David Howard Goldberg, P.L.

Wills are important but state laws differ

A will is a legal document that describes the maker's wishes for how to distribute any assets after death. A will can also include other instructions that may guide one's family in making critical decisions for the departed. Without wills, many families find themselves in conflict with one another as they struggle to determine the best way to handle the estate.

Writing a will does not have to be a difficult task, but it does require that the writer, or testator, must follow the laws of the state in which he or she lives. For example, if someone moves to Florida after creating a will in another state, that person would be wise to check with a Florida attorney to ensure the will meets the terms of the law. Otherwise, the courts in this state may not accept the will as valid.

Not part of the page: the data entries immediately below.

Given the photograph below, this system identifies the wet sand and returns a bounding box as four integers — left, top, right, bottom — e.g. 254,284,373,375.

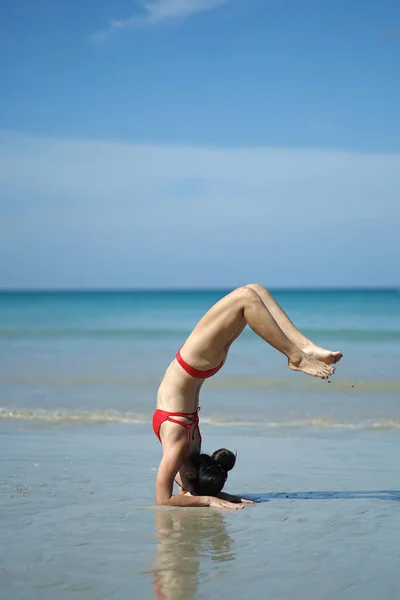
0,421,400,600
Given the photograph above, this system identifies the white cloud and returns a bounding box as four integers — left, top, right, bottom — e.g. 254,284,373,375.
92,0,232,42
0,133,400,287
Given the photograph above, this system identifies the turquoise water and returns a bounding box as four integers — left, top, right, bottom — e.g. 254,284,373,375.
0,290,400,432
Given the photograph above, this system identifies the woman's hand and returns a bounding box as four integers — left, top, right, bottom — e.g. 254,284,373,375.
208,496,244,510
218,492,257,504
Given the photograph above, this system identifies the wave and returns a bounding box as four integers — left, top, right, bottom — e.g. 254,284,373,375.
0,408,400,430
0,373,400,394
0,328,400,342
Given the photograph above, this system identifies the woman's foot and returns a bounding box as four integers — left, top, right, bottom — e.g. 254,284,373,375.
289,351,335,379
301,343,343,365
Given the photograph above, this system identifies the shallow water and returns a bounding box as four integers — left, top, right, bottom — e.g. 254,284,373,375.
0,422,400,600
0,291,400,600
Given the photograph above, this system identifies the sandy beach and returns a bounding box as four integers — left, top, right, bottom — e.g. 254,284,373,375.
0,421,400,600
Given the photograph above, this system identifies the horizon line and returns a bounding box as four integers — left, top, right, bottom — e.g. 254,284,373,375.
0,284,400,294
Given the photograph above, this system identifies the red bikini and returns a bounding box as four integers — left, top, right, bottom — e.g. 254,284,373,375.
152,350,224,453
152,407,201,454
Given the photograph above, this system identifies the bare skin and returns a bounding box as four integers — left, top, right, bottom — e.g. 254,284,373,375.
156,284,342,509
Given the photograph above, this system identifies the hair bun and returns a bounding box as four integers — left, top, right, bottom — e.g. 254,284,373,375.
211,448,236,471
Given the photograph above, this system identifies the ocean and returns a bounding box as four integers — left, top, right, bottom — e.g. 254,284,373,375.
0,290,400,429
0,290,400,600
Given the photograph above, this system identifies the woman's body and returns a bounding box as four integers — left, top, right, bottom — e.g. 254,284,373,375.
153,284,342,508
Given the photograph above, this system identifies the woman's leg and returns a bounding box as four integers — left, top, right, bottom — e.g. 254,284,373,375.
245,283,342,365
188,286,334,379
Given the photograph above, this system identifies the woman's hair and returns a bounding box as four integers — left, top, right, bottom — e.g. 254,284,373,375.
190,448,236,496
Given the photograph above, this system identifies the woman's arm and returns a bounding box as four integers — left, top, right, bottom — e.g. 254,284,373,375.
156,440,243,509
218,492,257,504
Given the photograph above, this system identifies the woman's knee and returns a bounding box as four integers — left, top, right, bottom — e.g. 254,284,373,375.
245,283,269,294
235,285,260,308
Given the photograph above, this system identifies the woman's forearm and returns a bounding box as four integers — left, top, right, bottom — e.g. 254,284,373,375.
157,494,210,506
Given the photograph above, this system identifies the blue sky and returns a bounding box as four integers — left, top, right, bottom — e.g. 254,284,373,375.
0,0,400,289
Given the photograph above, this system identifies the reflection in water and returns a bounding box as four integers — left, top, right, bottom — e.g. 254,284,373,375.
152,508,235,600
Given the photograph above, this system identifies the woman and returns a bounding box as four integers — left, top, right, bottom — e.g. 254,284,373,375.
153,284,342,509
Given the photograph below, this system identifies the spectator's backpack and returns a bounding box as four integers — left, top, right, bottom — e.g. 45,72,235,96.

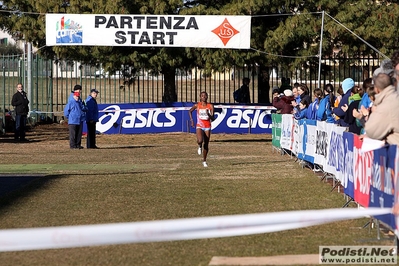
233,88,242,102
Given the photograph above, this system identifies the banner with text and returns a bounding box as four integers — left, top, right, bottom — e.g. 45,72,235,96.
272,114,399,229
46,14,251,49
93,103,273,134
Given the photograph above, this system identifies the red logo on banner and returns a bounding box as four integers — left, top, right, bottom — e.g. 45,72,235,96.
212,18,240,46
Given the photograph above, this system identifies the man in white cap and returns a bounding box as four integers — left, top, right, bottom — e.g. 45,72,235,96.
365,73,399,145
333,78,355,127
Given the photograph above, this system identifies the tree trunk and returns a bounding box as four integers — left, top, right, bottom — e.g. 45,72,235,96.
162,67,177,103
258,66,270,103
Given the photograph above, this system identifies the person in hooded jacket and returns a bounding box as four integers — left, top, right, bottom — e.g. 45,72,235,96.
333,78,355,127
306,88,323,120
316,84,335,123
85,89,99,149
64,92,85,149
273,89,294,114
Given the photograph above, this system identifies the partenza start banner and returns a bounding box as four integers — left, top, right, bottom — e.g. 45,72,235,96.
92,103,274,134
46,14,251,49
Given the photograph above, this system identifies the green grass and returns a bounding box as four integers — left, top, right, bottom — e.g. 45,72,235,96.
0,128,393,265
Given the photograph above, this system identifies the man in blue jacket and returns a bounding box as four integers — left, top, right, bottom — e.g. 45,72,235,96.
86,89,98,149
333,78,355,127
64,92,85,149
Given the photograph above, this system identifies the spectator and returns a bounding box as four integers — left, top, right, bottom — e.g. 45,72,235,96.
352,87,375,130
68,84,87,149
342,86,363,135
86,89,98,149
294,99,308,120
333,78,355,127
365,73,399,145
64,91,85,149
11,83,29,141
292,84,312,111
360,78,374,108
306,88,323,120
292,82,301,106
279,77,292,94
273,89,294,114
316,84,335,123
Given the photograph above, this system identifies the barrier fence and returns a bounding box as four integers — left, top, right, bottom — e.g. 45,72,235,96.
272,114,399,230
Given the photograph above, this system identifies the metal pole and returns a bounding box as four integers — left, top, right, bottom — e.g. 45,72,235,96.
2,62,6,135
317,11,324,88
25,42,33,116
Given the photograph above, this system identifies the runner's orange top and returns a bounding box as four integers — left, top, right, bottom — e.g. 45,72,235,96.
197,102,211,128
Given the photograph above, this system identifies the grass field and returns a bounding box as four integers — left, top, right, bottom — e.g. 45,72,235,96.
0,124,393,265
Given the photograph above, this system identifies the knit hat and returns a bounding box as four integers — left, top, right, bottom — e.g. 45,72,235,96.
373,59,394,77
341,78,355,94
284,90,293,97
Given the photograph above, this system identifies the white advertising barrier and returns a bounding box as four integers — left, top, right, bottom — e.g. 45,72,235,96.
46,14,251,49
0,208,392,252
280,114,294,150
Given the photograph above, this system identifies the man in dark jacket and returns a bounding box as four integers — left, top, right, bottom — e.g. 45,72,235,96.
11,83,29,141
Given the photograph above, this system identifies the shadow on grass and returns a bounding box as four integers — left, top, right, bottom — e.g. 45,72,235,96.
211,139,272,142
0,174,65,209
98,145,156,150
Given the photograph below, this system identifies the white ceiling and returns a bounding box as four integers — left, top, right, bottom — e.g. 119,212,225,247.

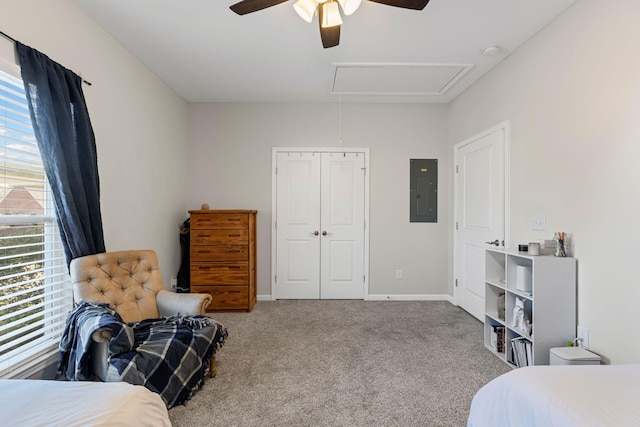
74,0,575,102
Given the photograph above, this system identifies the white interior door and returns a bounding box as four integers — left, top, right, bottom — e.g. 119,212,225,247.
276,153,320,299
275,152,366,299
454,127,506,321
320,153,365,299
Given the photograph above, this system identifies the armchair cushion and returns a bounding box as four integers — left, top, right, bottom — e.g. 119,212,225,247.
156,290,211,316
69,250,165,322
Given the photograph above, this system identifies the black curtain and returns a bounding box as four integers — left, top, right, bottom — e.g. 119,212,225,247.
16,42,105,265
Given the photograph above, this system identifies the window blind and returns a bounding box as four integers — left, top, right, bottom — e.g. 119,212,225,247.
0,65,73,376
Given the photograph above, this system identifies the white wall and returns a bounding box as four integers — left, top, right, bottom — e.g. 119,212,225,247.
187,104,450,296
449,0,640,363
0,0,187,287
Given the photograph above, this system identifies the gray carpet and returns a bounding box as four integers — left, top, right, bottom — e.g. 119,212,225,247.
169,301,510,427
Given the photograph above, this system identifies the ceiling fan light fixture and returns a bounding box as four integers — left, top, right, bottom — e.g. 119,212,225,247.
338,0,362,16
293,0,318,22
320,1,342,28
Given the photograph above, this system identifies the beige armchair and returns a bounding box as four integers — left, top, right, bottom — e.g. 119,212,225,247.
70,250,215,381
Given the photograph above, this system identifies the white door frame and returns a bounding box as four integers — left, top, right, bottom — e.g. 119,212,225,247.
271,147,371,301
451,120,511,305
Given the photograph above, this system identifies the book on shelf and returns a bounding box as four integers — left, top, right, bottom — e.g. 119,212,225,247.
491,325,504,353
511,337,533,368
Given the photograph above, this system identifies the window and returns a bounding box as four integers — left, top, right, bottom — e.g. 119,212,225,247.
0,63,73,376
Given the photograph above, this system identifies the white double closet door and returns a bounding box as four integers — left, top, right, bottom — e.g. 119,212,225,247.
275,151,366,299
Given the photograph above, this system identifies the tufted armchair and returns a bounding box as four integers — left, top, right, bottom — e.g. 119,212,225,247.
70,250,215,381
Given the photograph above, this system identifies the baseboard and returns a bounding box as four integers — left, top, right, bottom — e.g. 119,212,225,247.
366,294,453,304
258,294,455,305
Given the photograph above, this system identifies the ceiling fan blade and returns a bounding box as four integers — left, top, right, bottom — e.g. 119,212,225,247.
369,0,429,10
320,25,340,49
318,7,340,49
229,0,288,15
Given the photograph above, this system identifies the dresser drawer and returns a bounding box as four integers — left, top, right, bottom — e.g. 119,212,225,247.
190,262,249,285
190,213,249,230
191,285,249,311
190,245,249,262
191,229,249,246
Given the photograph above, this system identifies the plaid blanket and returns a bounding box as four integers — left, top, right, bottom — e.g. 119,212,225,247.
58,302,228,408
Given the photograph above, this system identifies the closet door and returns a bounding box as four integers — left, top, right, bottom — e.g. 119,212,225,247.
320,153,365,299
275,152,366,299
276,153,320,299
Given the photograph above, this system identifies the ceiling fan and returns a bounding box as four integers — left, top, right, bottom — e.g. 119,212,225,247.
230,0,429,49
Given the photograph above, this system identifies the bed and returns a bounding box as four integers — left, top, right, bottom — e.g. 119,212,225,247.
467,365,640,427
0,380,171,427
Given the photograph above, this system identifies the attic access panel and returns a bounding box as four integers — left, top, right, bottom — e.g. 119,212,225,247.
329,63,472,96
409,159,438,222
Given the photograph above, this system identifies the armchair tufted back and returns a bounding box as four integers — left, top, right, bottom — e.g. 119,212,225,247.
70,250,163,322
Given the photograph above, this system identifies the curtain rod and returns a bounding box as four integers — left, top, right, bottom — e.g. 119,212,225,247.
0,31,93,86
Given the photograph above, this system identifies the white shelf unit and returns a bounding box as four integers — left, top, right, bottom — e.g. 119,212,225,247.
484,249,577,367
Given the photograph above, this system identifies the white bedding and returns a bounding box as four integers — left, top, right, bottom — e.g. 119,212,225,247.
0,380,171,427
467,365,640,427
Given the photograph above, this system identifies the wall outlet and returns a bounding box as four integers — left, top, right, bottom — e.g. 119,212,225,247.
533,215,547,231
578,325,589,349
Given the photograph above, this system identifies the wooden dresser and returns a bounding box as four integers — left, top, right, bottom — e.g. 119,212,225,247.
189,210,257,311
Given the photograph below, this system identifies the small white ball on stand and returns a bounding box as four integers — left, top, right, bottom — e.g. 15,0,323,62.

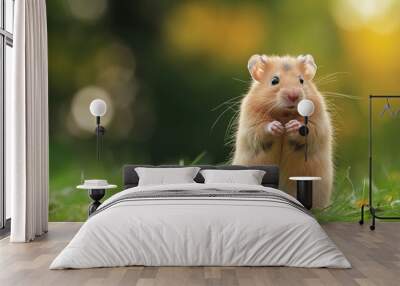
89,99,107,117
297,99,314,117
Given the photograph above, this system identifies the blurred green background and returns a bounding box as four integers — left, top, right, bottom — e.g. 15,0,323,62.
47,0,400,221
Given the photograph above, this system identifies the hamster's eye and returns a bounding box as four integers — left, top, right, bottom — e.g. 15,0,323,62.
271,76,279,85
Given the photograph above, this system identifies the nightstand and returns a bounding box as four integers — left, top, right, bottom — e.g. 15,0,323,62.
76,180,117,216
289,177,321,210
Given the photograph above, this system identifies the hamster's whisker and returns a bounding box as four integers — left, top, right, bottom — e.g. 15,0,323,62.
321,91,359,100
211,95,243,111
211,106,236,131
224,110,240,144
315,79,338,87
315,72,350,82
232,77,251,83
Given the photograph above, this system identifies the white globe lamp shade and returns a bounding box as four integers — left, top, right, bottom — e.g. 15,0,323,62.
297,99,314,117
90,99,107,117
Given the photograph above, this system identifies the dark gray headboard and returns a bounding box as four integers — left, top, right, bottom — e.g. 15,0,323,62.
123,165,279,189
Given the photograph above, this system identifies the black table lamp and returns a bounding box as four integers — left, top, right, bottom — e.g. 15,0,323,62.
90,99,107,160
297,99,314,162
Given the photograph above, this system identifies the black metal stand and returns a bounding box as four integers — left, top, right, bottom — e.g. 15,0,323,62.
297,180,313,210
88,189,106,216
359,95,400,230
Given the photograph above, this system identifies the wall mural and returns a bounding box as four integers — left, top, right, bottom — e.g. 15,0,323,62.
47,0,400,221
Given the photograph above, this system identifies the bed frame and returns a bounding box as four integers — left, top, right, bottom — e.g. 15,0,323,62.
123,165,279,189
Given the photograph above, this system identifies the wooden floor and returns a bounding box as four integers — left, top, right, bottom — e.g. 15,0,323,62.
0,222,400,286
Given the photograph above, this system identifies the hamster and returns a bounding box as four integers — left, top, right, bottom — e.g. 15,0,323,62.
232,55,334,208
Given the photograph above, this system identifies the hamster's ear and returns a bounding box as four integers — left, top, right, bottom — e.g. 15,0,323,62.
297,55,317,80
247,55,268,82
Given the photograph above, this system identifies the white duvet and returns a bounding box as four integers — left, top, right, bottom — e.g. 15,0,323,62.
50,183,351,269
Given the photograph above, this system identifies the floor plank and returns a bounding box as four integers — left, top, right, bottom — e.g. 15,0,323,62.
0,222,400,286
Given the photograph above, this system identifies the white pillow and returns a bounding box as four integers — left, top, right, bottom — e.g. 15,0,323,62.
135,167,200,186
200,170,265,185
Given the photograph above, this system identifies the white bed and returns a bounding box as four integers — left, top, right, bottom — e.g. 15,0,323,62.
50,183,351,269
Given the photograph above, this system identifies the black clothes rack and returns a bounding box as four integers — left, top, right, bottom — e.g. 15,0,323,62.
359,95,400,230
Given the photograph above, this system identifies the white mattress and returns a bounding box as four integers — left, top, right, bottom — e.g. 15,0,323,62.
50,183,351,269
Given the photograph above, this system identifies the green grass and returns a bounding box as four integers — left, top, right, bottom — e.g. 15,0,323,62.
49,159,400,222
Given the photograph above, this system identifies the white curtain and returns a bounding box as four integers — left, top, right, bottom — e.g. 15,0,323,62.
6,0,49,242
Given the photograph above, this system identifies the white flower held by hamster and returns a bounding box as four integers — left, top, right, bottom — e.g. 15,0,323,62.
233,55,333,208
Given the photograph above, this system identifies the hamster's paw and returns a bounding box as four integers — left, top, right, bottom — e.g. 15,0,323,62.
285,119,302,134
264,120,285,136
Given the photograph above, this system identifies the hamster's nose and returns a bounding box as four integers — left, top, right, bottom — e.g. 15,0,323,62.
287,90,300,103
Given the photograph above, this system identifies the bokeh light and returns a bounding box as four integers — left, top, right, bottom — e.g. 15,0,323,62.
165,1,268,64
68,0,107,21
332,0,400,34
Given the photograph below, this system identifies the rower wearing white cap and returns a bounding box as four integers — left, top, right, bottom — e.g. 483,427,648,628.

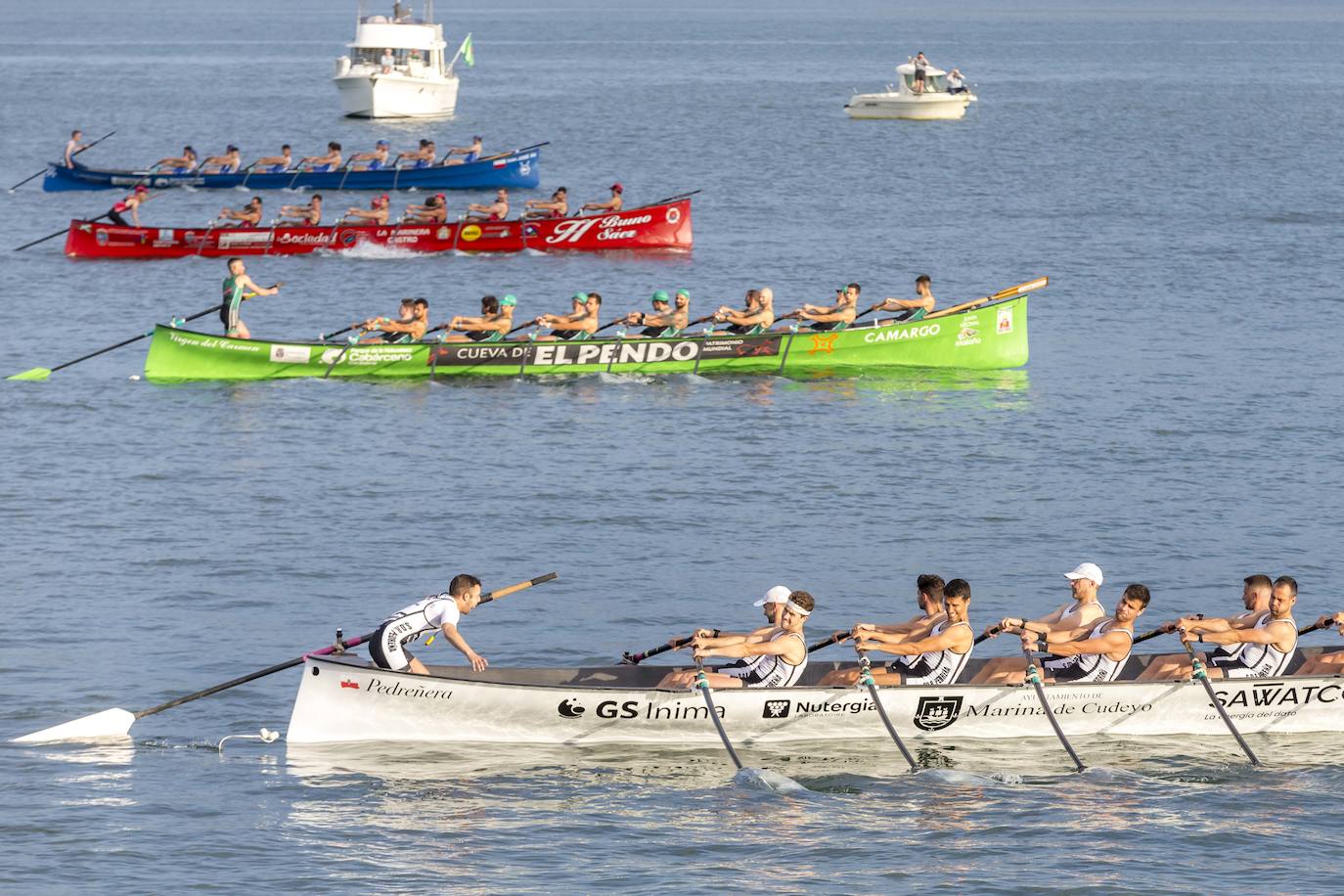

Generally, though, if the will is valid in the jurisdiction where it was executed, it will be deemed valid in Florida even if it does not technically meet Florida requirements.

Some states allow testators to prepare a handwritten will and sign it without witnesses. This is called a holographic will. In some states, a testator may simply share his or her wishes orally, for example in the last days of one's life. Florida does not recognize oral or holographic wills. In fact, the laws of this state regarding signatures and witnesses for wills are quite specific.

Certainly, many people want to take every possible step to protect their loved ones from the often-destructive disputes that may arise during probate. Preparing solid, valid wills is one important step toward meeting that goal. A skilled attorney can provide clear information about the laws of this state and the best estate planning options for each unique situation.